Tourtiere is a classic Canadian pork pie, often served on Christmas Eve. Its savory crust, seasoned with thyme, also would be good with your favorite chicken or beef pie filling.
- For Filling:
- 1 pound ground pork
- 1 large carrot, coarsely shredded (1 cup)
- 1/2 cup chopped onion
- 2 slices bacon, finely chopped
- 2 medium potatoes, peeled and chopped (1 3/4 cups)
- 3/4 cup beef broth
- 2 cloves garlic, minced
- 1 teaspoon dried sage, crushed
- 1/2 teaspoon salt
- 1/4 teaspoon pepper
- For Pastry:
- 2 cups all-purpose flour
- 1/2 teaspoon baking powder
- 1/2 teaspoon dried thyme, crushed
- 1/4 teaspoon salt
- 2/3 cup shortening or butter
- 1 beaten egg
- 2 tablespoons cold water
- 1 teaspoon lemon juice
FOR FILLING: In a large skillet cook pork, carrot, onion, and bacon till pork is brown and onion is tender. Drain off fat. In a medium saucepan combine potatoes, beef broth, and garlic. Bring to boiling. Reduce heat and simmer, covered, about 10 minutes, or till potatoes are tender. Do not drain. Mash potato mixture. Stir in pork mixture, sage, salt, and pepper. Set aside.

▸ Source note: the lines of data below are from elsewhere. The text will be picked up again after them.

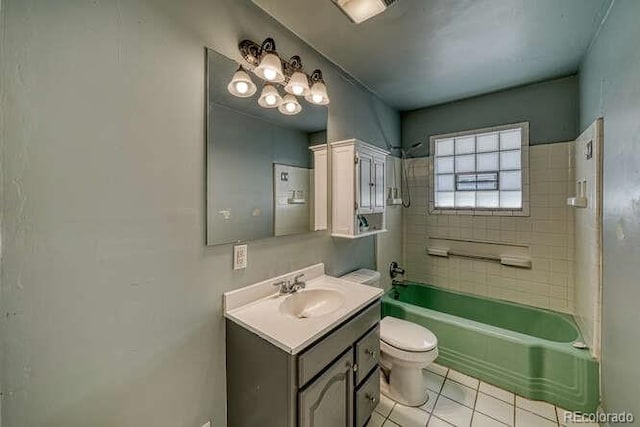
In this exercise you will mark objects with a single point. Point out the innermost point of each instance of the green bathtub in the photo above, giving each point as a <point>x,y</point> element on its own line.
<point>522,349</point>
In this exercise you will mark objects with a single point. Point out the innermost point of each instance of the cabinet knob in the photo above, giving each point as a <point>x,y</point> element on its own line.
<point>371,353</point>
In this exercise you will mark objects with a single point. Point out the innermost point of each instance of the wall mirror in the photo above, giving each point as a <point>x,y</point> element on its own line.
<point>260,177</point>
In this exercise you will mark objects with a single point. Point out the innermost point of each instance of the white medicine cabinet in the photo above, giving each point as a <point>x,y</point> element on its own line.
<point>358,189</point>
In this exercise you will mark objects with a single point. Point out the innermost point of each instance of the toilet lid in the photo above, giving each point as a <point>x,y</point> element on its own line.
<point>406,335</point>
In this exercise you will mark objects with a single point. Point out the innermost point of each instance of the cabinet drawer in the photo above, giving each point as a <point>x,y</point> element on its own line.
<point>367,397</point>
<point>315,359</point>
<point>367,353</point>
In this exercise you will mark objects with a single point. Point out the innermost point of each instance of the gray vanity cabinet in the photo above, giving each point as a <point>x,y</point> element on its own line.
<point>334,382</point>
<point>328,401</point>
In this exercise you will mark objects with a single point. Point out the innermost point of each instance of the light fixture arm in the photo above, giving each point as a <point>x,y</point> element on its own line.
<point>316,76</point>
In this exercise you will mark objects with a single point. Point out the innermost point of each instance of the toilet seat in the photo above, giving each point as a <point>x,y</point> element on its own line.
<point>406,336</point>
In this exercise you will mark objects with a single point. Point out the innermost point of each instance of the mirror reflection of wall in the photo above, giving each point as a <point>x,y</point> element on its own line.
<point>247,149</point>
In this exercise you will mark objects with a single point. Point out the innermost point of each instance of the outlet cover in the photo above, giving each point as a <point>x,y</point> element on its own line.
<point>239,257</point>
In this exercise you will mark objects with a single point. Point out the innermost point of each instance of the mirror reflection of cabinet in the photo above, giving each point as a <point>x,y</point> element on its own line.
<point>357,188</point>
<point>320,217</point>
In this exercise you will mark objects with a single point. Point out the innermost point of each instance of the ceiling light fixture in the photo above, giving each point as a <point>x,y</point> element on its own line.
<point>241,84</point>
<point>270,97</point>
<point>359,11</point>
<point>265,63</point>
<point>290,105</point>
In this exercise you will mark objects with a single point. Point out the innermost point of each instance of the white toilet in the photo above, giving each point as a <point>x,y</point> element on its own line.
<point>405,349</point>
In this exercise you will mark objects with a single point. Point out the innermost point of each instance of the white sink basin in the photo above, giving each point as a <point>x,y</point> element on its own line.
<point>312,303</point>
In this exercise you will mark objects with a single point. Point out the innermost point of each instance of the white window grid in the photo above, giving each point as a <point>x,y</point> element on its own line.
<point>523,210</point>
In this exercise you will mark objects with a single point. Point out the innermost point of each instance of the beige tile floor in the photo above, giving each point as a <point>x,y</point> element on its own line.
<point>456,399</point>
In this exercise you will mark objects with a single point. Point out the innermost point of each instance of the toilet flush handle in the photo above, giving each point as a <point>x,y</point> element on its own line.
<point>371,353</point>
<point>372,399</point>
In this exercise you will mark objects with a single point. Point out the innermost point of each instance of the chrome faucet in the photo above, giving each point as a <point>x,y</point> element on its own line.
<point>289,287</point>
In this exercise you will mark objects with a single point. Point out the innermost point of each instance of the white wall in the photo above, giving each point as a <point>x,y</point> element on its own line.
<point>548,232</point>
<point>111,303</point>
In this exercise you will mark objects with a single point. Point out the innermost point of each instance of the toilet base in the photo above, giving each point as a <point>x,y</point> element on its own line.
<point>414,391</point>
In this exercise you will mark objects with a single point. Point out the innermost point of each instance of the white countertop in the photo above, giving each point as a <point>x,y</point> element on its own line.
<point>257,308</point>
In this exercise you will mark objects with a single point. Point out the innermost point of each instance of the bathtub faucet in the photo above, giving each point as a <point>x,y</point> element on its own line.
<point>395,270</point>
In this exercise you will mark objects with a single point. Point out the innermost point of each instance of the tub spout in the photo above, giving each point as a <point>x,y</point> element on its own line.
<point>395,270</point>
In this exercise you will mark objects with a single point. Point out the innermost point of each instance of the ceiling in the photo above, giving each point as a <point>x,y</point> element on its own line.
<point>426,52</point>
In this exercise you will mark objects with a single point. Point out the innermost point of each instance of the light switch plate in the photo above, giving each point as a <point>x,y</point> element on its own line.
<point>239,257</point>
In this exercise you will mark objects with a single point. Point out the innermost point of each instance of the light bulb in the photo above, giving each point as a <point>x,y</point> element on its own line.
<point>270,100</point>
<point>270,74</point>
<point>242,87</point>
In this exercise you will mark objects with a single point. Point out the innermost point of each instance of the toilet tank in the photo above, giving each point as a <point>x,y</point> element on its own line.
<point>363,276</point>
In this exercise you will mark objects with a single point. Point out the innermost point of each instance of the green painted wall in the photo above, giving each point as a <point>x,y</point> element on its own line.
<point>551,108</point>
<point>111,303</point>
<point>610,87</point>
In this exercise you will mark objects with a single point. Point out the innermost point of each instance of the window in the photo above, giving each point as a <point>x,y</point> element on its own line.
<point>480,169</point>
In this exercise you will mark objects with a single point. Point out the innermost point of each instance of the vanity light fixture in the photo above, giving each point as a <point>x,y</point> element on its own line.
<point>359,11</point>
<point>265,63</point>
<point>241,84</point>
<point>270,97</point>
<point>318,92</point>
<point>290,105</point>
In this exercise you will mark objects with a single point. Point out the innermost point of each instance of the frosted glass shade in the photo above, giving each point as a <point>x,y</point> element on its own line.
<point>241,85</point>
<point>289,105</point>
<point>318,94</point>
<point>270,68</point>
<point>270,97</point>
<point>298,84</point>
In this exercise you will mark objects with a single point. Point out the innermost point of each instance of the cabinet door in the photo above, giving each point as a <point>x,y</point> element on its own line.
<point>365,166</point>
<point>328,401</point>
<point>378,184</point>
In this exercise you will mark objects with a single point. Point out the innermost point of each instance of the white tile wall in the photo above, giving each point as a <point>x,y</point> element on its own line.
<point>548,231</point>
<point>588,289</point>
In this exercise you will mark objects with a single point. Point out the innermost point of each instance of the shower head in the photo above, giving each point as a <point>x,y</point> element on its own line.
<point>412,149</point>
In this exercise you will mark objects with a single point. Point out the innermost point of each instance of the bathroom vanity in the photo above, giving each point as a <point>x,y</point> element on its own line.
<point>309,358</point>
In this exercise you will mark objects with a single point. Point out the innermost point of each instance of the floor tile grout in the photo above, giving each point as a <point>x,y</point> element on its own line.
<point>431,414</point>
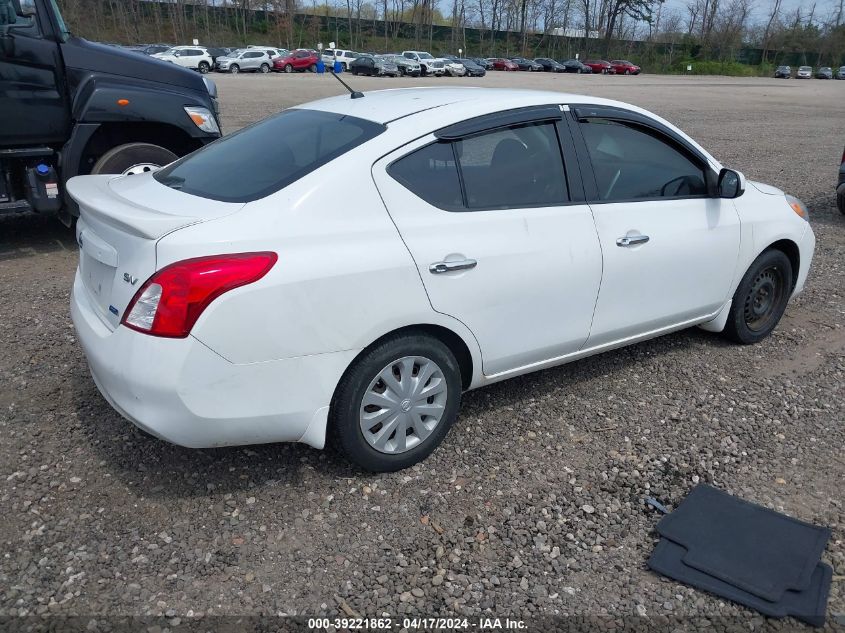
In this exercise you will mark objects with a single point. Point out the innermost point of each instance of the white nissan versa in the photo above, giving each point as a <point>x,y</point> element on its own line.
<point>343,270</point>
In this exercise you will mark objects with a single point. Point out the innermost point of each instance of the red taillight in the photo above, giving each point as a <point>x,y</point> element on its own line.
<point>172,300</point>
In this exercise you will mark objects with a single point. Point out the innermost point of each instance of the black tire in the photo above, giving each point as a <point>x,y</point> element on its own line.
<point>761,298</point>
<point>118,159</point>
<point>344,419</point>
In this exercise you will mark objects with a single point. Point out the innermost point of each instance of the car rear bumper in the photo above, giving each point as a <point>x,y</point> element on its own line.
<point>181,391</point>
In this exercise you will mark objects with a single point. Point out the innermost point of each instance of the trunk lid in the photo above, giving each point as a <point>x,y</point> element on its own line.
<point>121,220</point>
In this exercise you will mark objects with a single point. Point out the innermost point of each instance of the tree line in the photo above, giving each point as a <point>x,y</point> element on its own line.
<point>703,31</point>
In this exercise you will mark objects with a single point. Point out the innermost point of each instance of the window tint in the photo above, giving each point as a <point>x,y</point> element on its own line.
<point>518,166</point>
<point>512,167</point>
<point>268,156</point>
<point>631,162</point>
<point>431,174</point>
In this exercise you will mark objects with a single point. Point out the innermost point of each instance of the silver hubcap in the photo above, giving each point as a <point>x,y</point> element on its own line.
<point>403,404</point>
<point>141,168</point>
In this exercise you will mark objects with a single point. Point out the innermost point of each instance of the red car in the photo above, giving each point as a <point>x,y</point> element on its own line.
<point>600,66</point>
<point>623,67</point>
<point>499,63</point>
<point>298,60</point>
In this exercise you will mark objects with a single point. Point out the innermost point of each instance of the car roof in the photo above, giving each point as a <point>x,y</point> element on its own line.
<point>384,106</point>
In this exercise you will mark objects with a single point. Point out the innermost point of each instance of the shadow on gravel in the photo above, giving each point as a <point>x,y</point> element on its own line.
<point>30,234</point>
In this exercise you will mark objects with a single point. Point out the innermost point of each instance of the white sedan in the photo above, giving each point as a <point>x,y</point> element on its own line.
<point>344,270</point>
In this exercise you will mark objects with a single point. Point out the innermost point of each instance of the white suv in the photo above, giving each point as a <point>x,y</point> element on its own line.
<point>429,64</point>
<point>194,57</point>
<point>330,55</point>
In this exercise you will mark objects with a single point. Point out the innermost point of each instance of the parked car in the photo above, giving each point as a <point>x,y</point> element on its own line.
<point>624,67</point>
<point>576,66</point>
<point>152,49</point>
<point>500,63</point>
<point>217,51</point>
<point>526,64</point>
<point>373,65</point>
<point>299,60</point>
<point>330,55</point>
<point>193,57</point>
<point>454,68</point>
<point>840,189</point>
<point>252,319</point>
<point>406,66</point>
<point>473,69</point>
<point>428,63</point>
<point>550,65</point>
<point>248,60</point>
<point>600,66</point>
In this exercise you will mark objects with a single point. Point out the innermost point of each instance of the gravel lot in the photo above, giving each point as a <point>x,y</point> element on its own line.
<point>532,507</point>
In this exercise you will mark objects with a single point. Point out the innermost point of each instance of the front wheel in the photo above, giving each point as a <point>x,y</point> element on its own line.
<point>760,300</point>
<point>133,158</point>
<point>396,403</point>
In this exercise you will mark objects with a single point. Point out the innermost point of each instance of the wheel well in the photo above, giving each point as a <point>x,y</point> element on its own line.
<point>110,135</point>
<point>790,249</point>
<point>446,336</point>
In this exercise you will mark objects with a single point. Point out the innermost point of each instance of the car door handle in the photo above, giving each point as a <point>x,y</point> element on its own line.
<point>438,268</point>
<point>632,240</point>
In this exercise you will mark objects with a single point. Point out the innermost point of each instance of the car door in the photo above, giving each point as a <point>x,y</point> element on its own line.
<point>670,248</point>
<point>34,108</point>
<point>500,233</point>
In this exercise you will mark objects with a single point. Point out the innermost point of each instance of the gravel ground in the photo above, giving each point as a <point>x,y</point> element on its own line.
<point>533,506</point>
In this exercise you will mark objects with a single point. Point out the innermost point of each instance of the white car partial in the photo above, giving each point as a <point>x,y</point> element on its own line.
<point>194,57</point>
<point>233,298</point>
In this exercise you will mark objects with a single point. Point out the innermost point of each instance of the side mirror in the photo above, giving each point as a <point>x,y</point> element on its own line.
<point>731,184</point>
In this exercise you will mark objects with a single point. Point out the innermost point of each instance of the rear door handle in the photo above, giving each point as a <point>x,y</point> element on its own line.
<point>438,268</point>
<point>632,240</point>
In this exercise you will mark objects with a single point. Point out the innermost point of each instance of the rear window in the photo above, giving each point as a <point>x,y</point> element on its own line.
<point>268,156</point>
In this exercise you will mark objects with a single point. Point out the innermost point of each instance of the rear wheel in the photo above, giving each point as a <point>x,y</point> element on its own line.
<point>760,300</point>
<point>133,158</point>
<point>396,403</point>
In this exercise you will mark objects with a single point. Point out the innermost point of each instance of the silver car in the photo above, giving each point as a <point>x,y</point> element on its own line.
<point>245,60</point>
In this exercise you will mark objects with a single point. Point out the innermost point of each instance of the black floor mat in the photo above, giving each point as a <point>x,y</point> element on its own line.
<point>809,605</point>
<point>747,546</point>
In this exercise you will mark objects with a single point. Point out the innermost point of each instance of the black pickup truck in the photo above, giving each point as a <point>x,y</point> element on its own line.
<point>71,107</point>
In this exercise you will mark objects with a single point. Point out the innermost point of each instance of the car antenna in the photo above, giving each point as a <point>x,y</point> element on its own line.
<point>354,94</point>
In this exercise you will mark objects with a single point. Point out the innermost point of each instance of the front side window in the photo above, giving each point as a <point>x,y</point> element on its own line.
<point>268,156</point>
<point>631,162</point>
<point>519,166</point>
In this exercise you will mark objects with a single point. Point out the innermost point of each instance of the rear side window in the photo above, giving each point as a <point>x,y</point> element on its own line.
<point>631,162</point>
<point>432,174</point>
<point>266,157</point>
<point>511,167</point>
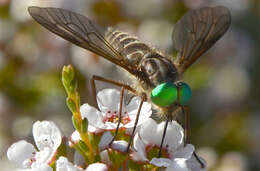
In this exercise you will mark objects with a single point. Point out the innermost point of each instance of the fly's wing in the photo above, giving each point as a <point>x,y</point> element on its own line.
<point>81,31</point>
<point>197,31</point>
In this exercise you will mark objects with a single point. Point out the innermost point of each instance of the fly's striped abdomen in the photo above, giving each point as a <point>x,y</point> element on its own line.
<point>128,46</point>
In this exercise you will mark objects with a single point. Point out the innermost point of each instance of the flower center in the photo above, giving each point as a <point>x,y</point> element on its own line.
<point>114,117</point>
<point>153,151</point>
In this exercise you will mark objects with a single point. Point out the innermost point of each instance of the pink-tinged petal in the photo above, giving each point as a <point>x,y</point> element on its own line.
<point>94,116</point>
<point>120,146</point>
<point>97,167</point>
<point>183,152</point>
<point>132,109</point>
<point>21,152</point>
<point>108,99</point>
<point>178,164</point>
<point>62,164</point>
<point>193,164</point>
<point>148,132</point>
<point>79,159</point>
<point>75,137</point>
<point>161,162</point>
<point>46,134</point>
<point>105,157</point>
<point>94,130</point>
<point>174,135</point>
<point>139,147</point>
<point>105,141</point>
<point>41,167</point>
<point>151,133</point>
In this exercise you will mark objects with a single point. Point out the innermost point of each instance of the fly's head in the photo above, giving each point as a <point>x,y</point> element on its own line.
<point>156,69</point>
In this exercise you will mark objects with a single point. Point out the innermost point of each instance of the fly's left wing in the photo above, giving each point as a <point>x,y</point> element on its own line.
<point>197,31</point>
<point>83,32</point>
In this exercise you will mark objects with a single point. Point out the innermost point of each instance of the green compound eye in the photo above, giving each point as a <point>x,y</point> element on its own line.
<point>185,92</point>
<point>164,94</point>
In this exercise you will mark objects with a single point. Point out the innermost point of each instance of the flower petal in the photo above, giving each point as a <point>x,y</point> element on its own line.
<point>108,99</point>
<point>132,109</point>
<point>41,167</point>
<point>20,152</point>
<point>178,164</point>
<point>46,134</point>
<point>183,152</point>
<point>174,134</point>
<point>161,162</point>
<point>97,167</point>
<point>93,115</point>
<point>105,141</point>
<point>120,145</point>
<point>139,146</point>
<point>62,164</point>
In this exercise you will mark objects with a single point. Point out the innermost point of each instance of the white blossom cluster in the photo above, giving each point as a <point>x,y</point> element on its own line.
<point>48,140</point>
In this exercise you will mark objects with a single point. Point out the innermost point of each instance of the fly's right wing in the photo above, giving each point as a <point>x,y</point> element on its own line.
<point>197,31</point>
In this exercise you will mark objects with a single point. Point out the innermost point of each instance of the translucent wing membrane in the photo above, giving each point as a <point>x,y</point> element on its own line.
<point>81,31</point>
<point>197,31</point>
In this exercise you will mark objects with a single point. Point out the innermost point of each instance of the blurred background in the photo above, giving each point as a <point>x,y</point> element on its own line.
<point>225,108</point>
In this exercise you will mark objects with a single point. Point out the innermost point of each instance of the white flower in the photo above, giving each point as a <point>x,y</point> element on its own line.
<point>150,135</point>
<point>182,160</point>
<point>106,139</point>
<point>62,164</point>
<point>108,102</point>
<point>97,167</point>
<point>47,138</point>
<point>179,158</point>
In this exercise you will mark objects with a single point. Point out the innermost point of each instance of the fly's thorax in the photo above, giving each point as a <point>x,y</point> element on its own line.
<point>129,47</point>
<point>157,69</point>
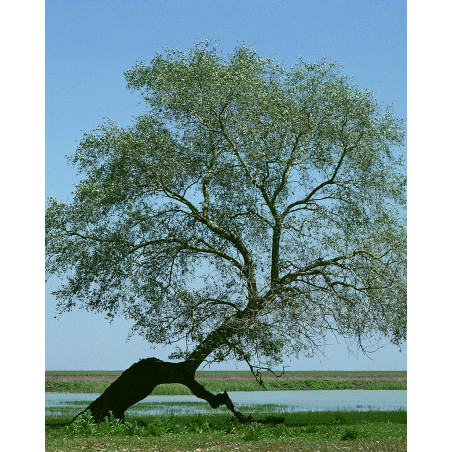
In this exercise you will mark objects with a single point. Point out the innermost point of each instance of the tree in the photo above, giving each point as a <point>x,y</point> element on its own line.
<point>251,210</point>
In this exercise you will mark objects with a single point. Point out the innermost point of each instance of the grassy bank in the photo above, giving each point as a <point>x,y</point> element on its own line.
<point>220,386</point>
<point>312,431</point>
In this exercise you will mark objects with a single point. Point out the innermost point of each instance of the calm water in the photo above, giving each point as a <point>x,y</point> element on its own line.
<point>262,401</point>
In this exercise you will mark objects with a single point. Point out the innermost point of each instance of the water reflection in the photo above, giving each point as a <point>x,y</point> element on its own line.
<point>58,404</point>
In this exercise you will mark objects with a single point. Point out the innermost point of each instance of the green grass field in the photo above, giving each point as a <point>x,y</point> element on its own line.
<point>312,431</point>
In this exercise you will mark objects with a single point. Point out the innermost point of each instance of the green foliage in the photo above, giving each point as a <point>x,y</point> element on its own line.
<point>350,434</point>
<point>251,209</point>
<point>85,425</point>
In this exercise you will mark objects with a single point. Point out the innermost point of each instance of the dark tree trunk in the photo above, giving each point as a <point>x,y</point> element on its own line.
<point>140,379</point>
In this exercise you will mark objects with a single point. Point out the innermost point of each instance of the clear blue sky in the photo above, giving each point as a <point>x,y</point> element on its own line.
<point>89,44</point>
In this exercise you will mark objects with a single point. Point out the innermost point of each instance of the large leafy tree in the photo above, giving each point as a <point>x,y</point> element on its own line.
<point>251,210</point>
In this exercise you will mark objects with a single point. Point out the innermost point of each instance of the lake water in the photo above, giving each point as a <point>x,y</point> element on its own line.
<point>256,401</point>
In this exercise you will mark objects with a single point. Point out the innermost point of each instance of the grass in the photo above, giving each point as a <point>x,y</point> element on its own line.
<point>312,431</point>
<point>220,386</point>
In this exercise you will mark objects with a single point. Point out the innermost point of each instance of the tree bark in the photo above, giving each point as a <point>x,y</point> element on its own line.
<point>140,379</point>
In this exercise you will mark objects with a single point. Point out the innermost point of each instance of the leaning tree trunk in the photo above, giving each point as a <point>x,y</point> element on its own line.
<point>140,379</point>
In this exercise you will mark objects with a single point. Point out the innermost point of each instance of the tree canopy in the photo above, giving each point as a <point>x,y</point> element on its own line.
<point>249,211</point>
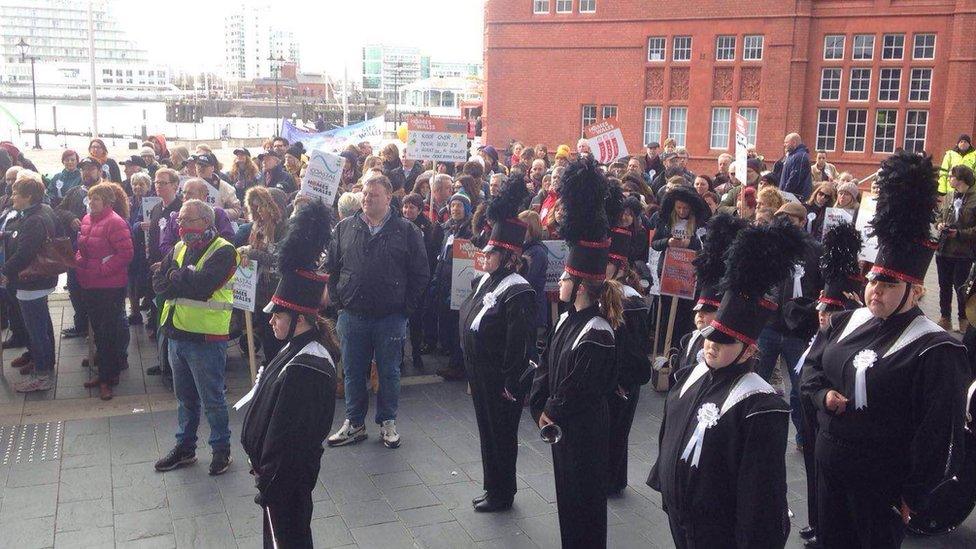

FOR PASTRY: Stir together flour, baking powder, thyme, and salt. Cut in shortening or butter till pieces are the size of small peas. Set aside. Stir together egg, cold water, and lemon juice. Sprinkle egg mixture over flour mixture, 1 tablespoon at a time, tossing gently with a fork. Divide mixture in half. Shape each half into a ball. Roll out pastry. Line a 9-inch pie plate with half of the pastry. Transfer filling to pastry-lined pie plate. Cut slits in top crust. Place crust on filling. Trim, seal and crimp edge of pastry. Bake in a preheated 400 degrees oven for 25-30 minutes, or till golden brown. Let stand for 10 minutes.
Recipe reprinted by permission of Weldon Owen. All rights reserved.
nutrition information per serving
657 calories; 44g total fat; 95mg cholesterol; 434mg sodium; 44g carbohydrates; 3g fiber; 21g protein
These nutrition facts are calculated according to the ingredients listed in this recipe. Any substitutions will change these facts. Although we strive for accuracy, please note that food manufacturers occasionally change their food formulas, which could affect the calculations as shown.